Substandard and falsified products are also likely to disproportionately affect socio-economically disadvantaged communities and countries with weak regulatory frameworks. The erosion of trust in the system, among residents of areas where quality and fake drugs are mixed, can have long-term implications for millions of people.

By tackling the problem of substandard and falsified vaccines and therapies in the battle against Covid-19, data regarding drug resistance can offer political insight. The regions of the world most affected by antibiotic resistance correspond fairly well to regions where the problem of substandard and falsified treatments is acute. But this information could also be misappropriated and used as a monitoring and forecasting tool: in areas of the world where new strains appear regularly, it may be worth investigating whether they are plagued by substandard or falsified treatments. Swift action in these locations could save lives and contain the deadliest variants.

Criminogenesis studies indicate that there are a variety of human-made factors that cause peddlers of counterfeit drugs to locate in certain areas. Being human-mediated means that they can often be thwarted by policy changes and the effective enforcement of those policies.

With social media and the dark web, the speed and extent of the spread of fake drugs is frightening and can be even faster than the speed at which a mutant strain arrives in a community.

Left unchecked, the annual death rate from antimicrobial resistance could increase twenty-fold, from around 700,000 today to over 10 million by 2050. A significant portion of these deaths could be avoided through greater recognition by the scientific community, awareness of the larger society and action by policy makers to tackle head-on the problem of substandard and falsified treatments.

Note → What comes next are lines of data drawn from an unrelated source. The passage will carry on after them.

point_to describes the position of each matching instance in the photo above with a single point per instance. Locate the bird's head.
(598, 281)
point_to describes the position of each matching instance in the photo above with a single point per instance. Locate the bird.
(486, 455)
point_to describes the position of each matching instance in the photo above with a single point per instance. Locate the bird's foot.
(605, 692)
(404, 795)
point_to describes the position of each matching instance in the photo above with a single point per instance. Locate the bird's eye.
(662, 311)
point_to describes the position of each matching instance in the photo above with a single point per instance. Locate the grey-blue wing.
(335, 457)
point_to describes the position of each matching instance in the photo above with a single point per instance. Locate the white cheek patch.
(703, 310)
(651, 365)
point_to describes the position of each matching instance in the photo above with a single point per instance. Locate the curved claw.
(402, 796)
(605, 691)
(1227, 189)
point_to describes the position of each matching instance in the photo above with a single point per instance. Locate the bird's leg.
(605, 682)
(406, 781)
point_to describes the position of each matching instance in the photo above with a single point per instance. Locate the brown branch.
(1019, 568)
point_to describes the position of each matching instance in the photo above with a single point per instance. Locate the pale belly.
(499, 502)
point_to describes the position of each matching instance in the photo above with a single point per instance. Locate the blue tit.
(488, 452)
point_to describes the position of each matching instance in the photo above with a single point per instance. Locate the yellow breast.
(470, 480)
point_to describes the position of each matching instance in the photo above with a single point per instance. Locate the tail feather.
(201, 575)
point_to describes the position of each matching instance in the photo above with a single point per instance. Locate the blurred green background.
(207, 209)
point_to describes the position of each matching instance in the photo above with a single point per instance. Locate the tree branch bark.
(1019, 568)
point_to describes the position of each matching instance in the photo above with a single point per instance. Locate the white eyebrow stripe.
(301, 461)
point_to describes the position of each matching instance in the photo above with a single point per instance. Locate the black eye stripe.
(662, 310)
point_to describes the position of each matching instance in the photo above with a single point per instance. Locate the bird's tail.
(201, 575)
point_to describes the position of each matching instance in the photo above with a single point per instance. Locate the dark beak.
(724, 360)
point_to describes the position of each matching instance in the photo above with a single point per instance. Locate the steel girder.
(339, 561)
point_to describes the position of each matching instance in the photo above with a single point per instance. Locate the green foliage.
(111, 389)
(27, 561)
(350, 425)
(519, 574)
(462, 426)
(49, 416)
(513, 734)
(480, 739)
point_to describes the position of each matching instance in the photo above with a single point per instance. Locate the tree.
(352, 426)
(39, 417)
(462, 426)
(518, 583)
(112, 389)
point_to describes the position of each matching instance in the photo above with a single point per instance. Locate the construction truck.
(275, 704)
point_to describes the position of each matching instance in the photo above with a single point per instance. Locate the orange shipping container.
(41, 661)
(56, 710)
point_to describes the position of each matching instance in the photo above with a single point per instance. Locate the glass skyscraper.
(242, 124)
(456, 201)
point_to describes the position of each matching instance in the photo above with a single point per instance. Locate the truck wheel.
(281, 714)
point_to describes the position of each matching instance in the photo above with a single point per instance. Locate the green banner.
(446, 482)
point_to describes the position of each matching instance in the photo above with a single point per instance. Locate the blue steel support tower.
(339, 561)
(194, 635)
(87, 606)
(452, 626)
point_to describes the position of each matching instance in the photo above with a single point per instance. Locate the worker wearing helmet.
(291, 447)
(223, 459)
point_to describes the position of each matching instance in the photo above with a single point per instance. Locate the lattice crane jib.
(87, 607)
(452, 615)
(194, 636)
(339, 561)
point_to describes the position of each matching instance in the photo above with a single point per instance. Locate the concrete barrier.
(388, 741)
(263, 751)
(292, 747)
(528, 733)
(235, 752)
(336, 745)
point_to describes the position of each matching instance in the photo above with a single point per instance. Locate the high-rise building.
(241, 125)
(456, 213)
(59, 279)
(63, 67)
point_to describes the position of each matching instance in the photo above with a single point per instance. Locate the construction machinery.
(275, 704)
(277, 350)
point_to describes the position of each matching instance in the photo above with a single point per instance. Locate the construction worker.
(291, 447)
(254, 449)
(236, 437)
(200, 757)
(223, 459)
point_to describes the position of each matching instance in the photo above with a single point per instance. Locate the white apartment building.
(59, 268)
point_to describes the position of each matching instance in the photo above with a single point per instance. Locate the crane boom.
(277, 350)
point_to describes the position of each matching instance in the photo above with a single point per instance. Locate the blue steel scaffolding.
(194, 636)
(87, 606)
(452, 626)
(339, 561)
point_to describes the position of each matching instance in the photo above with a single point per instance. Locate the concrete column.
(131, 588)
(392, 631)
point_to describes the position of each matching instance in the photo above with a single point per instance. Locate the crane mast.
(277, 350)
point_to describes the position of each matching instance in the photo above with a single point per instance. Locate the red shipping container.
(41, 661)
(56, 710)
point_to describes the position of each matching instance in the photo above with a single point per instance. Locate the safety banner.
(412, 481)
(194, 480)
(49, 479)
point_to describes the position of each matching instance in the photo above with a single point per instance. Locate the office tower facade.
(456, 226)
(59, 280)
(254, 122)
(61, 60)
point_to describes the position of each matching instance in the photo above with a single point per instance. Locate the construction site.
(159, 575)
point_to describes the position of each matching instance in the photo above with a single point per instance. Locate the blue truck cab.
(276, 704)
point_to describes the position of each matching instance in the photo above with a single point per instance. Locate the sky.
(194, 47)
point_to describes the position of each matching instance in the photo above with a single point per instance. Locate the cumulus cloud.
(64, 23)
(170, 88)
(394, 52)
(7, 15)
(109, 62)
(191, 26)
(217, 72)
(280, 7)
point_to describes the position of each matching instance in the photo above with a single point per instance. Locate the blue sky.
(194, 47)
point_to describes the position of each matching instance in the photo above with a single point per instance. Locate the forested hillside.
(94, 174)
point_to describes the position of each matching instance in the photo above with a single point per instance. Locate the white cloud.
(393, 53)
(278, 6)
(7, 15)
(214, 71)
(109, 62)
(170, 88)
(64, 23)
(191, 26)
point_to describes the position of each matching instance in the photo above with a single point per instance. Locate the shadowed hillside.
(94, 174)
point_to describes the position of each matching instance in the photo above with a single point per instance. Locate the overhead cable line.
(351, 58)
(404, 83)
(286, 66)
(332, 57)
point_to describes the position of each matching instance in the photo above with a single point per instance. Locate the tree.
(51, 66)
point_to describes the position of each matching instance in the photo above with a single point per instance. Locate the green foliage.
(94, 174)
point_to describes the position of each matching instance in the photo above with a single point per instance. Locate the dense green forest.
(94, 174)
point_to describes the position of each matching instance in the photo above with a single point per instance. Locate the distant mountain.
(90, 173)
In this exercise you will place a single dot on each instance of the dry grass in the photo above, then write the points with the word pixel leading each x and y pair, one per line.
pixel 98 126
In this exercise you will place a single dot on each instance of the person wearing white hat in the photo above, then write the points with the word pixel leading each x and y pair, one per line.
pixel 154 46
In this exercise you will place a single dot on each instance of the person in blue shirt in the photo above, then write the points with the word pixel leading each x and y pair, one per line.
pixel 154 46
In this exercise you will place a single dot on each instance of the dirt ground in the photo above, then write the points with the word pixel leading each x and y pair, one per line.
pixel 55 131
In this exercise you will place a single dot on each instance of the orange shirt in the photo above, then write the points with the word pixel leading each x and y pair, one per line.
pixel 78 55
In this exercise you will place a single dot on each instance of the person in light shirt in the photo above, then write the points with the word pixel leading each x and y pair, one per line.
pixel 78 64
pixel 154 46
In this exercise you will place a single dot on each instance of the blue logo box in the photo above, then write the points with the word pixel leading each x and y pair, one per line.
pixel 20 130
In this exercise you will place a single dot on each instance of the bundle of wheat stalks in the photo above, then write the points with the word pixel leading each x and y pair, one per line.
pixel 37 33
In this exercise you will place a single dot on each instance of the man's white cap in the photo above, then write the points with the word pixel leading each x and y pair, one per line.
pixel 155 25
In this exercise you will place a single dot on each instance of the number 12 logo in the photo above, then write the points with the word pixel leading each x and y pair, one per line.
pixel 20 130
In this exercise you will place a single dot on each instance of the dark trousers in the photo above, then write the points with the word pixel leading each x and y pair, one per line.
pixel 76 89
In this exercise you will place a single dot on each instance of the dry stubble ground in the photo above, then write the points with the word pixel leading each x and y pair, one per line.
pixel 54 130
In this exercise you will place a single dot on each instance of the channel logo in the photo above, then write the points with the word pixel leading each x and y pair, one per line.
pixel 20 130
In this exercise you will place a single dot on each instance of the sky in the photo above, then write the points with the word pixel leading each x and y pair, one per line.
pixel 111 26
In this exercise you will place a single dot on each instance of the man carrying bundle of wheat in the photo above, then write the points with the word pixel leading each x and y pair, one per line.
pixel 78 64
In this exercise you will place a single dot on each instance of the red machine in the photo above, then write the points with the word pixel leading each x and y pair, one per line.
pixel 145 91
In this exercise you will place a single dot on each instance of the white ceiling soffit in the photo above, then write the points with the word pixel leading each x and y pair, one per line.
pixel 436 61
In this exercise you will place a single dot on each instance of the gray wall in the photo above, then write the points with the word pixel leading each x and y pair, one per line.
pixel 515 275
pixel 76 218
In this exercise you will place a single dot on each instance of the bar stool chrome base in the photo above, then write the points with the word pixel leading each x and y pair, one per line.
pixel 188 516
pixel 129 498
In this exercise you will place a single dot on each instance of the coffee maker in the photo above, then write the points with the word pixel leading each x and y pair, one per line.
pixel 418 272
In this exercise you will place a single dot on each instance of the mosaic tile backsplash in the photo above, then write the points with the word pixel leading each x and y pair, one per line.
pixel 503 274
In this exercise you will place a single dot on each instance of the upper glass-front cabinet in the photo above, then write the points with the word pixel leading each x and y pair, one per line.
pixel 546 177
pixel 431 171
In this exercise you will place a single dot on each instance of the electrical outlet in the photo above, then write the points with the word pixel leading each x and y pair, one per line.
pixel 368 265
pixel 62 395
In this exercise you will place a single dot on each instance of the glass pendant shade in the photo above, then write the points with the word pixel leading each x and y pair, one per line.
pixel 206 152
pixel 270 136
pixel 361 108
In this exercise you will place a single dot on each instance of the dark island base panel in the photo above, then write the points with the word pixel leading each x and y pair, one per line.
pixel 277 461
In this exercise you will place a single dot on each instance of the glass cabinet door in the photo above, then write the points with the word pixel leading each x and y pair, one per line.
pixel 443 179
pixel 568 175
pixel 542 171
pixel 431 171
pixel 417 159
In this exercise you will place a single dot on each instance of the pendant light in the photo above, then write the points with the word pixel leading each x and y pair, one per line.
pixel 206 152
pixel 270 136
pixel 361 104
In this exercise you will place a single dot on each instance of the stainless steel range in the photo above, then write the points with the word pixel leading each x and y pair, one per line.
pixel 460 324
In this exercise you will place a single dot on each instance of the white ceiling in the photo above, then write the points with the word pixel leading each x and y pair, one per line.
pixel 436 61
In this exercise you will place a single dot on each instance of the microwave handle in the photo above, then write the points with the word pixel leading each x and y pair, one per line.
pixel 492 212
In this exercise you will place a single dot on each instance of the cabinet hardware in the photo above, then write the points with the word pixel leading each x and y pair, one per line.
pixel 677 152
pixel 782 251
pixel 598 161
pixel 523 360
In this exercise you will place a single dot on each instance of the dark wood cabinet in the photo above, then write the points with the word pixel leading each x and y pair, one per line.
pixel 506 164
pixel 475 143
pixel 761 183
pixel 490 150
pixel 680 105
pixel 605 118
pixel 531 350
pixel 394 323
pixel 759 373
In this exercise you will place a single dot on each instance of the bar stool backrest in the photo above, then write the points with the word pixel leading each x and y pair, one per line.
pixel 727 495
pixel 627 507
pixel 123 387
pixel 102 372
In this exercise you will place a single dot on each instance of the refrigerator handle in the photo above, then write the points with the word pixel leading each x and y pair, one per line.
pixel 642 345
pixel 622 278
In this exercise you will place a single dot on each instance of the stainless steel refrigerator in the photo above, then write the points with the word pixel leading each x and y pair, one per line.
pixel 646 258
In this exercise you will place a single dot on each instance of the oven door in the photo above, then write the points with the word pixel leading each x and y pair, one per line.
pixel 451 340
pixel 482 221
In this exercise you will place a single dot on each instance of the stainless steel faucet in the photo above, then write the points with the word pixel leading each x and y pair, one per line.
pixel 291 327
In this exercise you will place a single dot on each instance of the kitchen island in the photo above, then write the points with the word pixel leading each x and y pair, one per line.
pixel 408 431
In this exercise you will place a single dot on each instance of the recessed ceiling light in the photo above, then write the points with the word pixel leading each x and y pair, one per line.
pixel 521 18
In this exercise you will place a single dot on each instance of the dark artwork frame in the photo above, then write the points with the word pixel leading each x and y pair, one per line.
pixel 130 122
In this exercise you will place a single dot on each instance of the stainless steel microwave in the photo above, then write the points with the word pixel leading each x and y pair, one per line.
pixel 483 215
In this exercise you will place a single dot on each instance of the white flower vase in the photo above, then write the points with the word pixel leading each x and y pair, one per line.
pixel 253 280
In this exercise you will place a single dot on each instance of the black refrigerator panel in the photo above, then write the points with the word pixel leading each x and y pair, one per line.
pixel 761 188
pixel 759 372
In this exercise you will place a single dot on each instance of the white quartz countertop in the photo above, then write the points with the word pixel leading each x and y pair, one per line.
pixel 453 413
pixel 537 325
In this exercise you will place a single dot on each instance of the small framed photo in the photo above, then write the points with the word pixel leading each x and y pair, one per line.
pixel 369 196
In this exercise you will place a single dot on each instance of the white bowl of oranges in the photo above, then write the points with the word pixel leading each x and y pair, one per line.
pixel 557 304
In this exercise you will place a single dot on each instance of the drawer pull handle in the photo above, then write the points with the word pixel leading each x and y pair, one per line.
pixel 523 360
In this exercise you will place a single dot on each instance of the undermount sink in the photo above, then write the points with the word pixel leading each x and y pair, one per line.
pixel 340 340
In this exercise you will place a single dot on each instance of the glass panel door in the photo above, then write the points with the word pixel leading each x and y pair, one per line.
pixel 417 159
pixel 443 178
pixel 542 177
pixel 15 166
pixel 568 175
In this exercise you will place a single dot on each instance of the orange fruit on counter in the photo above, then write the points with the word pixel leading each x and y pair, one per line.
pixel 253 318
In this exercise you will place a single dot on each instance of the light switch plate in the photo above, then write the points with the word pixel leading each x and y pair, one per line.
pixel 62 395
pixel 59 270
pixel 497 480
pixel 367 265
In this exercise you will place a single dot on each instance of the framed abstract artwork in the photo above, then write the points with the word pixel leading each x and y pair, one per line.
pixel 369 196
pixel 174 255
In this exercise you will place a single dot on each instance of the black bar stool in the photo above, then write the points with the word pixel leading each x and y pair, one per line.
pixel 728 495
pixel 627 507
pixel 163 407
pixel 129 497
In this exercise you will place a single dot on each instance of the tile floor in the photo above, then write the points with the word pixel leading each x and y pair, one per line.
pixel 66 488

It is essential to strengthen and harmonize international cooperation in the creation of surveillance networks to detect and contain the spread of fake vaccines and drugs. This will require adopting common definitions and policy standards, improving the capacity to share information between monitoring networks and enforcement agencies, and strengthening existing coordination structures. The development of innovative epidemiological and microbiological methods is also necessary for better surveillance, data collection and faster identification of drug-resistant pathogens.

The graph below shows that the total number of “discovery incidents” – discrete events triggered by the discovery of counterfeit, illegally diverted or stolen materials – more than doubled between 2014 and 2020. Rather than interpret this increase as a symptom of a growing problem out of control, we prefer to take the half-full glass perspective and see it as an encouraging sign that the world has woken up to the problem of substandard and falsified treatment and is striving to solve it.

Patrick Skerrett / STAT
Source: Institute of Pharmaceutical Safety

There is a real danger that the presence of counterfeit vaccines and drugs could allow Covid-19 to become endemic, a near-permanent and potentially overwhelming disease, especially in low and middle-income countries. What we need now is to increase the gradient and ensure equitable access to quality treatment, because it is good public health policy and morally the right thing to do.

Muhammad H. Zaman is Professor of Biomedical Engineering at Boston University. Ravi Sundaram is Professor of Computer Science at Khoury College of Computer Sciences at Northeastern University in Boston. Walter Gabriel is a postgraduate associate researcher at the Yale School of Medicine. They are part of a multi-institution consortium to study counterfeit and substandard medical products. The authors would like to thank their colleagues Nikos Passas, Mansoor Amiji and Ioannis Kakadiaris for their contribution and advice.